Im Tiergarten Nürnberg geschieht derzeit ein Drama, das in skandalöser Deutlichkeit zeigt, woran moderne Zoos kranken. 20 Guinea-Paviane, intelligent, sozial, fühlend, leidend – geboren in Gefangenschaft, aufgezogen unter künstlichen Bedingungen – sollen sterben. Warum? Weil sie „zu viele“ sind. Weil sie nichts mehr „nützen“. Und weil Institutionen lieber recht behalten wollen, als Leben zu retten.

Die Tiere wurden herangezüchtet, um Besucher*innen an die Gehege zu locken. Nun, da sie älter geworden sind, sich die Gruppe zu stark vermehrt hat und genetische Vielfalt fehlt, spricht man im Zoo von einem „dringenden Problem“. Doch die Tiere machen lediglich das, was von ihnen immer gefordert wurde: (über)leben, sich fortpflanzen.

Wenn sie dabei zu viele werden, lautet die bittere Konsequenz: Tod durch Euthanasie. Zoothanasie.
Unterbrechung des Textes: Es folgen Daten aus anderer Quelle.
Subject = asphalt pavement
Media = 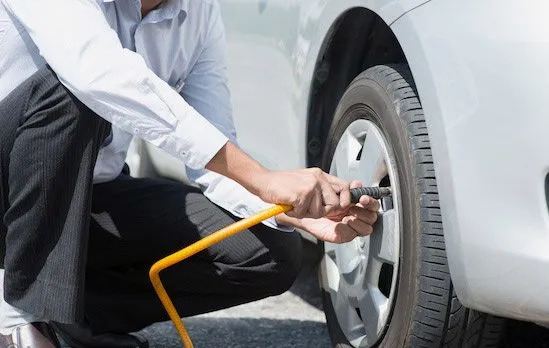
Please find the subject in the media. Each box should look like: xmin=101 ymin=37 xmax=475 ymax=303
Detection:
xmin=137 ymin=240 xmax=331 ymax=348
xmin=135 ymin=240 xmax=549 ymax=348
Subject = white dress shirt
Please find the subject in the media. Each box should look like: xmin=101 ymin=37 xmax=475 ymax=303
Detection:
xmin=0 ymin=0 xmax=289 ymax=230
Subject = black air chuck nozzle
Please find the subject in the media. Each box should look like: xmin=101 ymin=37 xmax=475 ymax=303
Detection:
xmin=350 ymin=186 xmax=393 ymax=203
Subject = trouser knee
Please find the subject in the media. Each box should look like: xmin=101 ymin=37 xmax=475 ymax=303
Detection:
xmin=261 ymin=232 xmax=303 ymax=296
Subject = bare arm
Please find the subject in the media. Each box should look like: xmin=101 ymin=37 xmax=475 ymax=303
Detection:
xmin=206 ymin=142 xmax=352 ymax=219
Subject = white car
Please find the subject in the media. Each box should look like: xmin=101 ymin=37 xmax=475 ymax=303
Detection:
xmin=129 ymin=0 xmax=549 ymax=346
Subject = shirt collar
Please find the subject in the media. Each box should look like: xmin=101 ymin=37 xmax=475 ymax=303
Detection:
xmin=103 ymin=0 xmax=186 ymax=24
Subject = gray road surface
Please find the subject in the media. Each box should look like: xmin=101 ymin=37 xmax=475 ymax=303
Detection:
xmin=135 ymin=240 xmax=549 ymax=348
xmin=138 ymin=240 xmax=331 ymax=348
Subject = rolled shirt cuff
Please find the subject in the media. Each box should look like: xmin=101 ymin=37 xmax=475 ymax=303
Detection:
xmin=171 ymin=107 xmax=229 ymax=169
xmin=194 ymin=171 xmax=296 ymax=232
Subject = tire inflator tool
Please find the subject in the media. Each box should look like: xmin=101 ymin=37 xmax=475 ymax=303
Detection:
xmin=149 ymin=186 xmax=393 ymax=348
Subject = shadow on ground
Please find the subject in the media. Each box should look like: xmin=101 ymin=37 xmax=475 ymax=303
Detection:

Leben in der Warteschlange zum Tod
Offiziell heißt es, man habe intensiv nach Lösungen gesucht: Abgabe an andere Zoos, Vermittlungen ins Ausland, Gespräche mit Auffangstationen. Aber alle Anläufe scheiterten angeblich. Besonders auffällig wird jedoch, wie die Abgabe an das Wales Ape and Monkey Sanctuary, vermittelt durch das Great Ape Project (GAP) und Mission Erde e.V., nun absichtlich torpediert zu werden scheint.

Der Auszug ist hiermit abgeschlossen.